Not everything, and not everyone, can be compressed to a two-minute video. Some ideas, and some stories, need and deserve more than 140 characters for expression and understanding.
Shirley Sherrod certainly deserved more.
Shirley Sherrod is the only person to escape the disgraceful and cooked-up “scandal” surrounding her this week with dignity and credibility unscathed.
Everyone else — from the right-wing Internet propagandist, Andrew Breitbart, who defamed her with a misleading video; to the media pundits who offered instant opinions instead of doing due diligence on the suspect story; to the media consumers who unblinkingly believed something because they wanted to believe it; to the National Association for the Advancement of Colored People and Obama administration officials who fired first and asked questions later — is sullied by this incident.
While the subject of race is never far from the surface of American conversation, the election of the first African-American president of the United States has produced enough heat among some citizens to cause the issue to bubble over in unfortunate ways, such as this one. Ms. Sherrod, the Georgia state director of rural development for the Agriculture Department, got burned this time.
Or maybe not.
Briefly, Mr. Breitbart posted a very small portion of a speech Ms. Sherrod, who is black, had made to an NAACP branch on his www.biggovernment.com site. (Based on this episode, perhaps it should be renamed biglie.com .) In that sliver, she spoke of a 24-year-old incident in which she said she didn't help a white farmer as much as she could have.

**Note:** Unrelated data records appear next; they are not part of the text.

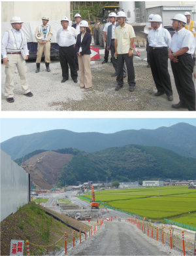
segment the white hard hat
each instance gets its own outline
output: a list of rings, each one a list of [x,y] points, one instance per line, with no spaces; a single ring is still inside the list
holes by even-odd
[[[125,14],[125,12],[123,12],[122,10],[120,10],[118,12],[116,17],[122,17],[122,18],[127,18],[127,16]]]
[[[148,22],[151,22],[152,18],[154,16],[154,14],[150,14],[148,16]]]
[[[47,17],[46,16],[44,16],[42,18],[42,20],[49,20],[49,18]]]
[[[173,18],[172,18],[171,20],[179,20],[179,22],[183,22],[184,23],[186,24],[187,22],[187,18],[186,18],[186,16],[183,15],[183,14],[176,14]]]
[[[20,17],[18,16],[14,16],[11,18],[10,20],[10,24],[12,24],[12,23],[24,23]]]
[[[154,14],[151,20],[152,22],[162,22],[162,18],[159,14]]]
[[[115,12],[110,12],[108,17],[116,17],[116,14]]]
[[[80,17],[80,18],[82,18],[80,14],[79,13],[76,13],[76,15],[74,16],[74,18],[77,18],[77,17]]]
[[[63,21],[67,21],[69,22],[69,18],[67,17],[66,17],[66,16],[63,16],[63,17],[61,20],[61,22],[63,22]]]
[[[189,12],[185,12],[184,15],[191,15]]]
[[[88,22],[86,20],[82,20],[80,23],[80,27],[89,27]]]
[[[41,40],[41,39],[42,39],[44,37],[44,34],[42,32],[38,32],[38,33],[36,33],[35,37],[38,40]]]

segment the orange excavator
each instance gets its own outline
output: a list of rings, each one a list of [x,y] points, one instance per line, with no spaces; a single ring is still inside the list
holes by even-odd
[[[96,202],[95,200],[95,191],[94,188],[92,185],[91,185],[91,208],[93,209],[93,208],[99,209],[99,203]]]

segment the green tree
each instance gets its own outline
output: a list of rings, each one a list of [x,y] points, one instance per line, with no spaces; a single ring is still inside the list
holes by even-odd
[[[119,185],[120,185],[120,183],[118,181],[113,181],[112,182],[112,187],[118,188]]]

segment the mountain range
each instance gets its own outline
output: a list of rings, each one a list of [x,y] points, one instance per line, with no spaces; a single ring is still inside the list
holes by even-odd
[[[178,123],[155,130],[127,130],[113,134],[54,130],[12,137],[2,142],[1,147],[14,160],[39,149],[72,147],[93,153],[128,144],[161,147],[182,156],[196,158],[196,127]]]

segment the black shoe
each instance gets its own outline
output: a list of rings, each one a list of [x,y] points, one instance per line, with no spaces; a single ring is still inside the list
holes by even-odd
[[[173,96],[172,95],[169,95],[167,96],[167,100],[169,101],[172,101],[174,98],[173,98]]]
[[[33,97],[33,94],[32,92],[28,92],[28,93],[26,94],[24,94],[24,95],[25,95],[25,96],[27,96],[27,97]]]
[[[37,69],[35,71],[35,73],[39,73],[39,69],[40,69],[40,63],[37,63],[36,64],[36,66],[37,66]]]
[[[132,86],[130,86],[130,88],[129,88],[129,92],[134,92],[134,91],[135,91],[135,86],[133,86],[133,85],[132,85]]]
[[[46,65],[46,70],[48,72],[50,72],[51,70],[49,68],[49,65],[50,65],[50,63],[48,62],[45,62],[45,65]]]
[[[14,98],[7,98],[6,100],[7,100],[7,102],[8,102],[8,103],[14,102]]]
[[[61,82],[66,82],[67,80],[68,80],[68,79],[65,79],[65,78],[63,78],[63,79],[61,80]]]
[[[182,104],[180,102],[177,104],[172,104],[172,107],[173,109],[188,109],[188,107],[186,105]]]
[[[123,87],[123,85],[118,84],[117,86],[115,88],[115,90],[119,90],[122,87]]]
[[[157,92],[155,94],[154,94],[155,96],[160,96],[161,95],[163,95],[165,94],[165,92]]]

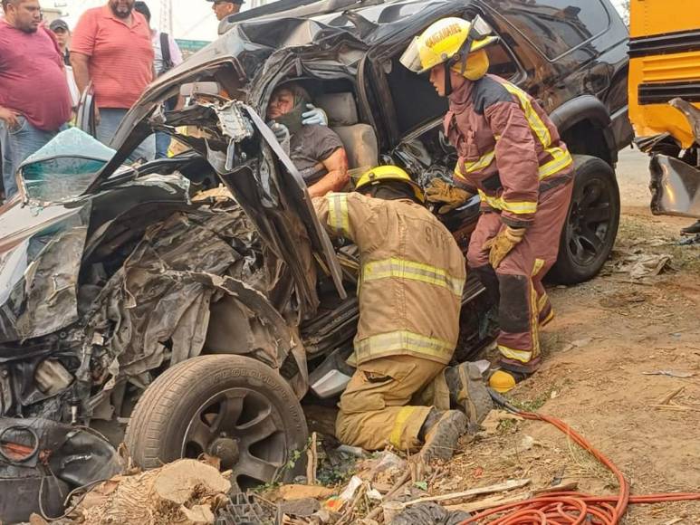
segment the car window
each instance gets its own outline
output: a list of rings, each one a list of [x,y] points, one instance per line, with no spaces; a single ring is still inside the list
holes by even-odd
[[[513,80],[520,72],[518,64],[502,42],[490,45],[489,70],[492,74]],[[435,120],[447,111],[447,99],[440,97],[428,81],[428,74],[417,75],[409,72],[395,57],[387,75],[397,112],[397,125],[401,136],[421,124]],[[416,100],[420,100],[419,104]]]
[[[400,135],[447,112],[447,99],[437,95],[427,73],[417,75],[401,65],[398,56],[391,61],[387,81],[394,100],[396,123]]]
[[[502,42],[488,46],[486,53],[489,60],[488,72],[491,74],[513,81],[520,72],[518,64]]]
[[[601,0],[508,0],[499,2],[498,10],[551,60],[600,34],[609,24]]]
[[[70,128],[20,165],[24,191],[30,200],[70,201],[90,186],[114,153],[87,133]]]

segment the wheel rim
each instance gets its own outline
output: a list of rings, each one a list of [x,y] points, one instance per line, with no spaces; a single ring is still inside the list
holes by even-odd
[[[603,179],[591,177],[574,190],[571,197],[567,246],[571,259],[580,266],[590,264],[605,250],[613,219],[609,189]]]
[[[203,403],[187,425],[182,457],[221,460],[242,490],[274,480],[287,455],[282,417],[268,398],[250,388],[229,388]]]

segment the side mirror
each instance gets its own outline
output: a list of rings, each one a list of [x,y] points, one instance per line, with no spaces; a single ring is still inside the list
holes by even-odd
[[[95,122],[95,98],[92,81],[85,88],[78,102],[75,117],[75,127],[88,135],[97,137],[97,123]]]
[[[196,95],[220,96],[222,91],[218,82],[188,82],[180,86],[180,95],[183,97],[194,97]]]

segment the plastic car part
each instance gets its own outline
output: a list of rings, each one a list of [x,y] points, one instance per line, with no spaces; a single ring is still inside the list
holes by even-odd
[[[350,383],[355,368],[345,362],[351,348],[338,348],[329,355],[309,376],[309,385],[321,399],[338,396]]]

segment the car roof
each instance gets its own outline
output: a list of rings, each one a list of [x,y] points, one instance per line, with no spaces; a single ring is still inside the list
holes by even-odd
[[[243,33],[251,42],[262,43],[256,42],[256,35],[262,33],[265,43],[274,44],[275,48],[312,44],[339,33],[349,33],[369,44],[408,26],[427,24],[442,12],[454,13],[460,6],[471,5],[472,0],[320,0],[312,4],[299,0],[295,4],[297,7],[281,12],[265,12],[264,5],[245,12],[245,17],[231,16],[222,23],[219,32],[225,32],[222,36],[225,38],[236,25],[243,25],[246,30],[235,32],[237,37]],[[259,15],[255,15],[256,12]],[[283,28],[279,30],[281,24],[289,24],[290,20],[296,21],[293,35]]]

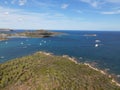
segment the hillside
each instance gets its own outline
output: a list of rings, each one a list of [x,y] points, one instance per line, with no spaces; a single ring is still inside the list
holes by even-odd
[[[0,90],[120,90],[111,78],[67,57],[37,52],[0,64]]]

Neither her story, nor the tape, ended there.
Once the entirety of her speech was made public, Ms. Sherrod seemed to epitomize the grace and reconciliation so many of us seek about race. Not only did she challenge her own ideas about the issue, she helped save the farm and white farmers she spoke of and said she learned there is no difference between people of different races.
Would that the same qualities have informed those who tried to exploit a fraction of her speech for race-baiting purposes, and those who over-reacted to that sliver of a longer, richer narrative.
Mr. Breitbart is who he is and he does what he does, and those who have bought into his warped view of the nation now have been amply informed and warned about how he operates. Conservatives should recognize that their causes are not helped by this sort of damaging misadventure, and they ought to repudiate the tactic and the tactician, and so should everyone else dragged into his bogus business.
But the NAACP and the Obama administration — in particular Agriculture Secretary Tom Vilsack — should have known better than to jump to the conclusion offered on a platter by Mr. Breitbart's selective presentation of facts. A potential flashpoint, dolled up in the issue of race, combined with an unforgiving news cycle and a deafening blogosphere, drove smart people to take quick and faulty action in regard to Ms. Sherrod, who says she was forced to resign from her job. In rushing to put out the phony fire started by the Breitbart propaganda, both groups betrayed and denied their own standards of fairness, and justice for all.
If Ms. Sherrod was collateral damage in today's blood-sport politics, she also was fodder for the insatiable appetite for tidbits in what has become Twitter Nation.
Not everything, and not everyone, can be compressed to a two-minute video. Some ideas, and some stories, need and deserve more than 140 characters for expression and understanding.
Shirley Sherrod certainly deserved more.